JOHN LUGO: It’s outrageous. Like, a company that operates from New Haven, in one of the most welcoming cities for migrants, right now, they’re going to be making profits, like, deporting people back to their countries.

ROSE: Facing financial headwinds, Avelo struck a long-term deal to work with U.S. immigration and customs enforcement. The company says three of its planes will begin operating charter flights for ICE based in Arizona starting May 12. They’ll join the small fleet of ICE Air Operations carriers that try hard to keep out of the spotlight.

TOM CARTWRIGHT: There is no transparency, and that’s by design.

ROSE: That is 71-year-old Tom Cartwright, a former banking executive turned volunteer activist. Cartwright started tracking ICE Air using public flight tracking data during the first Trump administration. Now he’s become the go-to source for information about ICE flights. Every day, Cartwright says, between eight and 10 planes carry passengers in shackles and leg chains both inside the U.S. and on deportation flights around the globe. The system has worked roughly the same way under administrations of both parties. Cartwright says the airlines that operate these flights for ICE are subcontractors, usually private charter airlines that fly for many different clients.

Yale News:

Carrying signs such as “Due Process Not Profits” and “Don’t Let Your Family Vacation Support Family Separation,” a crowd of about 200 protesters booed and chanted as Avelo airplanes flew overhead. Stationed on the corner of Burr and Dean streets, the gathering was three times larger than the previous protest and included U.S. Senator Richard Blumenthal LAW ’73, State Rep. Juan Candelaria and three New Haven alders. 

“You made a bad mistake, you made a political mistake, you made a legal mistake, you made a financial mistake and, most importantly, you made a moral mistake,” Blumenthal said at the event, referring to Avelo. Blumenthal condemned the Trump administration’s mass deportation campaign in his speech, criticizing the lack of due process and the use of Salvadoran prisons to house deportees.

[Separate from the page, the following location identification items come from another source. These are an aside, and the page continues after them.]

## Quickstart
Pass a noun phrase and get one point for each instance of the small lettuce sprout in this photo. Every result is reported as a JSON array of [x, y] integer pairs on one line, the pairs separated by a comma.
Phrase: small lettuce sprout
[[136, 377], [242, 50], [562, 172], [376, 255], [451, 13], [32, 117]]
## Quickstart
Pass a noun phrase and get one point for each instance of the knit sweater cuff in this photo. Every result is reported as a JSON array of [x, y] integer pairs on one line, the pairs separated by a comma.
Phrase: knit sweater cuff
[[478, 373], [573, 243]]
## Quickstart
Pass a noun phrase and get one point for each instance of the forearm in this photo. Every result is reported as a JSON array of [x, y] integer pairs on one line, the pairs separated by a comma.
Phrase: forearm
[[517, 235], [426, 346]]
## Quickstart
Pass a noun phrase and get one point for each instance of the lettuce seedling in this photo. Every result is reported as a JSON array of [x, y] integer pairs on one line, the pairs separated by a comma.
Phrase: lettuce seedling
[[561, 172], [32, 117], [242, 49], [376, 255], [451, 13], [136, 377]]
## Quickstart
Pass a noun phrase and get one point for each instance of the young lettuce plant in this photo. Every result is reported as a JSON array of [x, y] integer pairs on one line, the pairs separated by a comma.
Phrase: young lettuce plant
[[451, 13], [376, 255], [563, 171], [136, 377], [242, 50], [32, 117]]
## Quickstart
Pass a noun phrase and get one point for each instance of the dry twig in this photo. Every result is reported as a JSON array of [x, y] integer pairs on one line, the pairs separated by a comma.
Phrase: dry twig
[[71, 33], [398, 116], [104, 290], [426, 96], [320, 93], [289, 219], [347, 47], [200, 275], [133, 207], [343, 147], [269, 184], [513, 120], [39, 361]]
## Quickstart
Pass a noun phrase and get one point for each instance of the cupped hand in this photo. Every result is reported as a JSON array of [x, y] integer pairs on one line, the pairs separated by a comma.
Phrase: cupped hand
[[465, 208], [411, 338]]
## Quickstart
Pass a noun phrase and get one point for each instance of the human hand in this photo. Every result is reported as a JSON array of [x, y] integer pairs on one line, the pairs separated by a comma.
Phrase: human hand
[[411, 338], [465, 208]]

Old-school Democrats believe that undefined “kitchen table” issues are what Americans care about most, not abstractions like constitutional provisions. Tell that to the NRA. Now that Trump 2.0 is disappearing residents seemingly at random, revoking visas of international students (then restoring them), deporting green card holders, jailing international travelers, and terrorizing its own citizens, suddenly abstractions like “due process of law” are very, very relevant.